The British capital, London, faces an epidemic of knife crime. And on Tuesday, Cressida Dick, the head of the city’s Metropolitan Police, noted that a key driver of the violence is that which motivates much criminal violence in Latin America: drugs.
Watch what happened when LBC Radio’s Nick Ferrari asked whether middle class recreational (nonaddict) drug users have “blood on their hands.”
Dick is right. There is a legitimate debate as to whether legalizing and regulating sales of cocaine would increase supply and thus negatively price out criminal networks. Although I disagree with legalization, it is undeniable that cocaine provides criminals with an extraordinary opportunity for high, sustainable profits.
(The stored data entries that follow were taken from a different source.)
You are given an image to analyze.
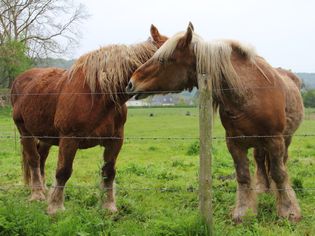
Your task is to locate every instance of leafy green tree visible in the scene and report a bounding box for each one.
[0,41,32,88]
[302,89,315,108]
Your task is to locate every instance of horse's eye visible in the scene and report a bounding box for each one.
[169,57,175,62]
[159,58,165,64]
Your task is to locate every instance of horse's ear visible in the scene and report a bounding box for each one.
[150,24,161,43]
[178,23,193,48]
[150,24,168,48]
[188,22,194,32]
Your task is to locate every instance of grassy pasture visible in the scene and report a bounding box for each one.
[0,106,315,235]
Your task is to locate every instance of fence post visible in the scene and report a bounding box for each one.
[197,73,213,235]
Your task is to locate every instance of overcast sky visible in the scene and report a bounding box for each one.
[75,0,315,72]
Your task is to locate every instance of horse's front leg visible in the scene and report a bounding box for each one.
[101,134,123,213]
[47,138,78,215]
[227,138,257,223]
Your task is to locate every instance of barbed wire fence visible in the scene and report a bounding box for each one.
[0,94,314,159]
[0,86,315,229]
[0,91,314,180]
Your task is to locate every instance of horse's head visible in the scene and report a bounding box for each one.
[127,23,197,99]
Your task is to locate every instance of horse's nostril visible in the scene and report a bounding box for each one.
[126,81,134,92]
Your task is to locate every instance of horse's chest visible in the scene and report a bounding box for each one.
[219,106,254,135]
[77,117,118,149]
[94,119,116,136]
[219,106,243,125]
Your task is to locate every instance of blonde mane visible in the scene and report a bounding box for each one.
[194,38,257,104]
[69,40,158,102]
[154,32,257,106]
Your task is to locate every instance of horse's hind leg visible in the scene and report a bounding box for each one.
[283,136,292,165]
[21,137,46,201]
[101,134,123,213]
[37,141,51,188]
[266,136,301,222]
[47,138,77,215]
[254,148,270,193]
[227,139,257,223]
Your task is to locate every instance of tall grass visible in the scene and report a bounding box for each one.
[0,107,315,235]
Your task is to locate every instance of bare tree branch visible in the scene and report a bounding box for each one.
[0,0,88,58]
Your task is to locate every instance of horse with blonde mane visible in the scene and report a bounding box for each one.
[127,23,304,223]
[11,25,168,215]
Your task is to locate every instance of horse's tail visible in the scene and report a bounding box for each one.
[10,71,30,185]
[22,148,31,185]
[10,79,18,105]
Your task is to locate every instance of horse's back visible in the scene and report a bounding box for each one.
[275,67,302,89]
[11,68,66,104]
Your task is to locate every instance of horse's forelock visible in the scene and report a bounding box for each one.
[153,31,204,62]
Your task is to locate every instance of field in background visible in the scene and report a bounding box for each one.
[0,106,315,235]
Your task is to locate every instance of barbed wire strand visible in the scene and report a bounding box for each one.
[0,133,315,140]
[1,184,315,192]
[0,83,308,97]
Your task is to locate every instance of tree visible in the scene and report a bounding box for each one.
[302,89,315,108]
[0,0,88,58]
[0,40,32,87]
[0,0,87,88]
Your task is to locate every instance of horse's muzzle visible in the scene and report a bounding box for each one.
[125,80,134,94]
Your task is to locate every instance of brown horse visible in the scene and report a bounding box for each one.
[11,25,168,215]
[127,23,304,223]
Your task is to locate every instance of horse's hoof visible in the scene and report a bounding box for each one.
[103,202,118,213]
[47,204,65,215]
[289,214,302,223]
[278,207,302,223]
[255,183,269,194]
[29,191,46,201]
[232,215,243,224]
[232,209,246,224]
[232,209,245,224]
[232,206,257,224]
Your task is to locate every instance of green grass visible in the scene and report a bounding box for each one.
[0,106,315,235]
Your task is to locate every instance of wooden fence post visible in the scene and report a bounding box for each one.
[198,73,213,235]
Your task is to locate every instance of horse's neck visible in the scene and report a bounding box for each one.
[109,43,157,103]
[111,71,134,105]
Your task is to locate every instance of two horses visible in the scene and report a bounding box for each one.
[12,22,304,223]
[127,23,304,223]
[11,25,167,214]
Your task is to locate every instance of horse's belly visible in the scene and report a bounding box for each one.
[20,99,58,136]
[38,137,59,146]
[78,139,103,149]
[219,105,285,137]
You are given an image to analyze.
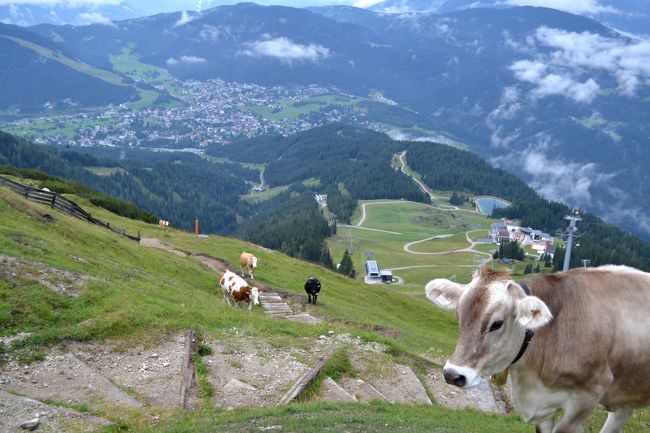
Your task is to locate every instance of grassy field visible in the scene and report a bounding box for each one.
[2,35,128,87]
[84,166,128,176]
[328,200,497,288]
[240,184,289,203]
[109,45,173,86]
[2,179,648,433]
[249,94,362,120]
[1,117,121,140]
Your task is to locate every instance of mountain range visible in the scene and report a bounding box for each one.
[1,2,650,239]
[366,0,650,35]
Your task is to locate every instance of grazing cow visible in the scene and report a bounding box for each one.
[304,276,321,304]
[240,252,259,279]
[425,266,650,433]
[219,269,260,310]
[158,220,169,227]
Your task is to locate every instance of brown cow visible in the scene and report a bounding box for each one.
[240,252,259,279]
[219,270,260,310]
[426,266,650,433]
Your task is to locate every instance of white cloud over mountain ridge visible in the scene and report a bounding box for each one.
[238,37,330,64]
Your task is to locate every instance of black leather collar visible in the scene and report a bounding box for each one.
[510,281,535,366]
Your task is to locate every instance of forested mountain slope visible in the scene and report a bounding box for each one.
[0,132,251,233]
[0,23,136,112]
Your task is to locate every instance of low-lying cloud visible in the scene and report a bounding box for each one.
[238,37,330,64]
[78,11,114,26]
[174,10,194,27]
[166,55,207,66]
[491,133,614,208]
[508,26,650,102]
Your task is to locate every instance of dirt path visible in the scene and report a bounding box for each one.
[338,223,401,235]
[403,234,454,254]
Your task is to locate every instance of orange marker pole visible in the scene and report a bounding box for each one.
[195,217,199,237]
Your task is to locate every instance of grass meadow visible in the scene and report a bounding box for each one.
[1,183,648,432]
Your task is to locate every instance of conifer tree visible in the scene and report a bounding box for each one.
[338,249,356,278]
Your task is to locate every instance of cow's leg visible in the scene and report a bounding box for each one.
[599,408,633,433]
[552,398,599,433]
[535,418,554,433]
[307,294,312,303]
[240,266,245,277]
[313,294,317,305]
[249,268,254,280]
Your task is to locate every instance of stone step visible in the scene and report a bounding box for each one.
[265,310,294,316]
[283,313,322,324]
[320,377,357,403]
[262,302,291,307]
[339,378,389,403]
[263,304,292,310]
[259,296,283,302]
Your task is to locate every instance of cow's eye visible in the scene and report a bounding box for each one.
[489,320,504,332]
In Britain, it is the incentive to protect cocaine profits which motivates violent interaction between different street gangs. And because firearms are difficult to access in Britain, the means of violence is focused on knives.
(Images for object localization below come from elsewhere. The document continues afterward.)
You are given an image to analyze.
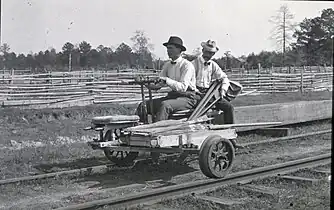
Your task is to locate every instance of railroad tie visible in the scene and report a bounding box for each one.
[278,175,320,184]
[196,195,248,207]
[237,184,280,197]
[311,169,331,175]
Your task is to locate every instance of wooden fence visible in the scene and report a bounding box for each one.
[0,66,332,108]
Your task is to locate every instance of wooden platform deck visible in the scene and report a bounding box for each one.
[232,100,332,131]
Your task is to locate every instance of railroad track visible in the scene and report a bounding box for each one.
[0,129,330,186]
[55,153,331,210]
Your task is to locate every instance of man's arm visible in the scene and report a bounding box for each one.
[162,62,195,92]
[212,62,230,95]
[145,63,169,90]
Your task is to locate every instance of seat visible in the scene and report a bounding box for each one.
[92,115,140,125]
[171,107,221,120]
[172,109,193,117]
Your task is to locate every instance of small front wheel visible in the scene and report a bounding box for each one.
[199,135,235,178]
[104,149,139,166]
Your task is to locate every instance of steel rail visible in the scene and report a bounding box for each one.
[241,129,332,147]
[0,129,331,186]
[55,153,331,210]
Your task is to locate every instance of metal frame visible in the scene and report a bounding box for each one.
[86,77,237,151]
[88,126,238,152]
[87,143,197,154]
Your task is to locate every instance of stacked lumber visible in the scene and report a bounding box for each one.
[0,69,158,85]
[234,66,333,75]
[0,82,168,107]
[0,83,96,107]
[229,72,333,93]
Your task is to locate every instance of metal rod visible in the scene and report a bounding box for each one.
[69,53,72,71]
[209,122,282,130]
[188,80,221,120]
[148,86,154,122]
[140,84,147,123]
[0,0,2,47]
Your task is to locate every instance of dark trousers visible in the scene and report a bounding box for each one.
[197,86,235,124]
[135,91,198,122]
[214,97,235,124]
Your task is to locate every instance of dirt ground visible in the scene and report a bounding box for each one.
[0,91,332,180]
[0,129,331,210]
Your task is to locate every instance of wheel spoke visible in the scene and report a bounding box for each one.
[217,142,223,150]
[211,151,218,158]
[210,157,216,166]
[213,160,220,171]
[217,162,222,172]
[223,152,229,157]
[220,144,226,152]
[210,153,217,168]
[223,160,229,169]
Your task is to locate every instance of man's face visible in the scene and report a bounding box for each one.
[166,44,181,59]
[202,49,215,61]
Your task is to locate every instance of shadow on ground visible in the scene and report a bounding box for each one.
[34,156,110,172]
[75,157,198,189]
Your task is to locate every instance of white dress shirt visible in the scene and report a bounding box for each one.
[159,56,197,92]
[192,55,230,95]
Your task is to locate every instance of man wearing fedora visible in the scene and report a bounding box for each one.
[135,36,199,122]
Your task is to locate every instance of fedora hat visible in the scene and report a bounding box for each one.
[201,40,219,52]
[163,36,186,51]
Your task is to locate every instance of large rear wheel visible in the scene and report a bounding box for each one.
[199,135,235,178]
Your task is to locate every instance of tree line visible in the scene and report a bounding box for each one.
[0,30,155,73]
[0,8,332,73]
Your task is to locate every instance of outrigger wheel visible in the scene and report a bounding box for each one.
[104,150,139,166]
[102,130,139,166]
[199,135,235,178]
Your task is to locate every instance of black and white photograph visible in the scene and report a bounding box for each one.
[0,0,332,209]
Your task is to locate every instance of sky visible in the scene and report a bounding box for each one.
[1,0,333,59]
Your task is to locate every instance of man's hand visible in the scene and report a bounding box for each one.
[158,77,168,84]
[216,77,224,83]
[146,83,162,90]
[221,89,226,96]
[145,77,167,90]
[219,86,226,98]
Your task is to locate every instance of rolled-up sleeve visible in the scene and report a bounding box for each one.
[165,62,194,92]
[212,63,230,92]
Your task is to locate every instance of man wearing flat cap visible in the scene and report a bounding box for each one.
[192,40,243,147]
[135,36,198,122]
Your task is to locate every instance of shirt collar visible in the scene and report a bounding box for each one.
[170,56,183,64]
[200,55,211,66]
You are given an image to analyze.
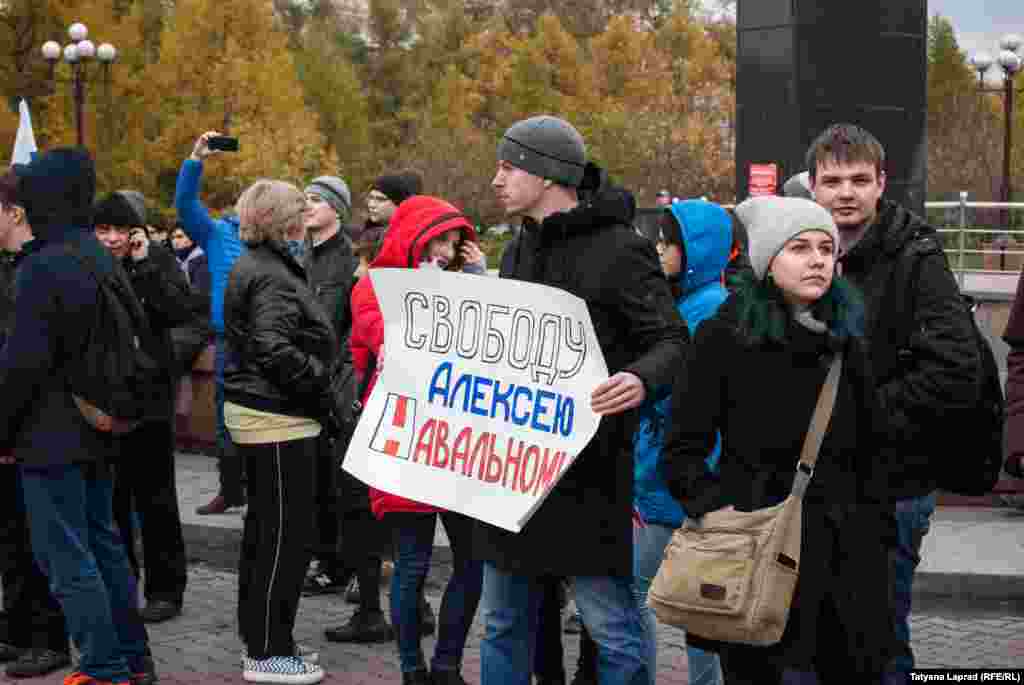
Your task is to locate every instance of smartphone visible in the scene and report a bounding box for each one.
[207,136,239,152]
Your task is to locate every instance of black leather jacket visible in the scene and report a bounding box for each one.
[223,241,339,423]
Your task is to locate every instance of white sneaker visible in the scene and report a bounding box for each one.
[242,655,324,684]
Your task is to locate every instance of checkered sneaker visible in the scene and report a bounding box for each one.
[242,656,324,684]
[241,646,319,667]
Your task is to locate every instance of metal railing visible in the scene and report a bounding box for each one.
[637,199,1024,295]
[927,197,1024,293]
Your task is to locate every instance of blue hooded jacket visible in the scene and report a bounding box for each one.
[633,200,732,527]
[174,159,243,336]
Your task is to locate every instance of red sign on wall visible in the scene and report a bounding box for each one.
[749,163,779,197]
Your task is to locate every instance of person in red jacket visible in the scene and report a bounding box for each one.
[349,195,482,685]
Yet, the particular nature of its cocaine market explains why Britain has more drug-related knife crime than other nations.
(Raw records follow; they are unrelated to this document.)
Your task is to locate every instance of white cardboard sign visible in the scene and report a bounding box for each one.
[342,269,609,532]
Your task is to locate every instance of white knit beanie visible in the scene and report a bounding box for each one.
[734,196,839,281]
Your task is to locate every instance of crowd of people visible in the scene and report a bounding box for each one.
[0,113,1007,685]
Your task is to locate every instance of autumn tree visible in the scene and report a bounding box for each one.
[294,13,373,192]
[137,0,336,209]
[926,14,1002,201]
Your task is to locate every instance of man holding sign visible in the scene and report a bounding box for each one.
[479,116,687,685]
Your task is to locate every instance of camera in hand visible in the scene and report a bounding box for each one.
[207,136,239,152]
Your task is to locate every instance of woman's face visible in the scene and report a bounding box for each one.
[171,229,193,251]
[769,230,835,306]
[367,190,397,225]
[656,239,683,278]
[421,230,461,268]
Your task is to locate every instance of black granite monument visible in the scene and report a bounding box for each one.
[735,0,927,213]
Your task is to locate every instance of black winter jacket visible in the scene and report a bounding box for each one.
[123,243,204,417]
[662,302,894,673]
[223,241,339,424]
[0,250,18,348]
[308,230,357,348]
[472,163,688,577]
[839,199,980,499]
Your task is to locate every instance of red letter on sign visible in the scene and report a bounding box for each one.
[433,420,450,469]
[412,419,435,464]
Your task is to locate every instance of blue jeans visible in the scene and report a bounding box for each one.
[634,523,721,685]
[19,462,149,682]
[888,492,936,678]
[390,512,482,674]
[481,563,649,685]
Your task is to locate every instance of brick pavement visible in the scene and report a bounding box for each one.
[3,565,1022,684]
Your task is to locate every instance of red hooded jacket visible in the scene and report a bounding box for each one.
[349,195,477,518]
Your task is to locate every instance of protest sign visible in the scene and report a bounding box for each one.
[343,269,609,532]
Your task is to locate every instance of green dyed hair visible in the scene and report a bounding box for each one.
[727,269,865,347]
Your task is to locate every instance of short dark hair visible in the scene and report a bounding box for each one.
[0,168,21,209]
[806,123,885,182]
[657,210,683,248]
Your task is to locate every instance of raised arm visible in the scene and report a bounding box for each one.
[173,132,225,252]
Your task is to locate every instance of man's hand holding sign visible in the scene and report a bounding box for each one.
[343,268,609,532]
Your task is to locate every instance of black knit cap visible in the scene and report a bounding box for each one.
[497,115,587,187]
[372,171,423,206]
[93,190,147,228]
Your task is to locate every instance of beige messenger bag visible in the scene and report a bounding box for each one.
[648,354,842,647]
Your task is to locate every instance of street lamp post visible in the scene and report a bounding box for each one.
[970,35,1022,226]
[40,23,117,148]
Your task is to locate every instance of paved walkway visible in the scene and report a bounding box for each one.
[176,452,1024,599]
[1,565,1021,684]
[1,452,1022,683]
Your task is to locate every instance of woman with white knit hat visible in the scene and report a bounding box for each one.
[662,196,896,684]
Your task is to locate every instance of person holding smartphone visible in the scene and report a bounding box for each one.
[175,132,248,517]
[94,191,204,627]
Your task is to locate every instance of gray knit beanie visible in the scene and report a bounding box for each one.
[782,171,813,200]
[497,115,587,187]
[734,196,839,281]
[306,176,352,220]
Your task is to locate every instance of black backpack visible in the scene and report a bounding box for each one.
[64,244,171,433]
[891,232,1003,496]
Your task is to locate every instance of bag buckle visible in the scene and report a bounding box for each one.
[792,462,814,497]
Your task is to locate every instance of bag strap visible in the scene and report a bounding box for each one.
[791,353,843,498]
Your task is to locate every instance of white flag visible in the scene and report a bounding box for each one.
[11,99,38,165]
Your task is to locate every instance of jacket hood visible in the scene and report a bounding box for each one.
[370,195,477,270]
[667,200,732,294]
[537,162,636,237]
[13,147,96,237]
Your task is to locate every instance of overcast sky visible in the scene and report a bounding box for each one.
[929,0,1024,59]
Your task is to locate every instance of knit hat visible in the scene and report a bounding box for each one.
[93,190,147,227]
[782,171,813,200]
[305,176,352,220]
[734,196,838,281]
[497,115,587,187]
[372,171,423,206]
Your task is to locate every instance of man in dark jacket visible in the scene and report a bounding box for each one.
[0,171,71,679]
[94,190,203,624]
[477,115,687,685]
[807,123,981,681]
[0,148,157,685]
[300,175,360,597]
At the street supply level; those bringing drugs to parties, the drugs have reached the end of a very long supply chain. For Britain, the supply network starts with Latin American drug cartels, which smuggle their drugs across the Atlantic to West Africa and Spain on consumer goods vessels. Then European organized crime groups work with British national organized crime groups to bring the cocaine onto U.K. soil.
But even when British organized crime networks centered around London and Liverpool have pushed their drugs to an array of smaller regional suppliers, the supply chain isn’t completed. Because those smaller groups then provide the drugs to an even larger array of street gangs. And that’s where the problem of violence begins.
While the higher-up supply-chain networks are focused on covert action that avoids the attention that overt violence brings, and thus protects high profit margins, the street gangs are dominated by young men with a penchant for aggressive action and misplaced honor-based feuding. Add numbers of gang members and an abundant supply of knives to this mix, and you get both directed drug-trade control related violence and randomized (mugging, fight escalates) violence.
But the simple point is that in 2019, Latin American white gold remains a key ingredient in spilt British red blood. Much more will have to be done to stem the tide.